LA REVUE CRITIQUE DES SOURCES ET DE LA LITTÉRATURE
La reconstruction des faits historiques dépend des sources disponibles. Pour le cas de l’Égypte, nous disposons des sources primaires et secondaires. Les sources primaires concernent les textes hiéroglyphiques publiés tandis que les sources secondaires sont les traductions des différents auteurs spécialistes de la philologie égyptienne. N’ayant pas à notre disposition des sources hiéroglyphiques, nous nous proposons de nous limiter aux différents auteurs anciens et modernes qui se sont intéressés à la problématique de l’eau, aux Egyptologues, Anthropologues et spécialistes de la religion africaine notamment.

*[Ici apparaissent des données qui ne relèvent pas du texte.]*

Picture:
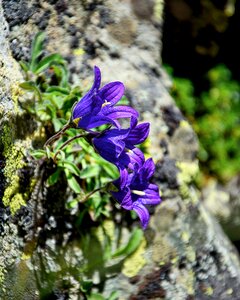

Partant de notre thème de réflexion « l’eau dans la vie culturelle et cultuelle des anciens Égyptiens et des Seereer (du Sénégal)», notre critique des sources et de la littérature s’intéresse donc à tout ce qui n’est pas dit pour élucider notre problématique.
S’intéressant à la question des rituels funéraires, Diodore de Sicile n’a pas expliqué de façon claire la place de l’eau dans ces pratiques. Il a plutôt décrit le comportement des femmes et des hommes, à l’annonce du décès, et les différents types de momifications.
Hérodote a abordé la problématique de l’eau dans les cérémonies de momifications comme nous venons de le voir avec Diodore De Sicile. Les représentations iconographiques montrent des prêtres qui versent de l’eau sur les défunts pour les purifier. Cette cérémonie devait se dérouler dans la maison de momification où officient les prêtres lecteurs et les autres prêtres de momification tels que les prêtres d’Anubis . Hérodote est resté muet sur les autres formes de pratiques cultuelles des Égyptiens anciens.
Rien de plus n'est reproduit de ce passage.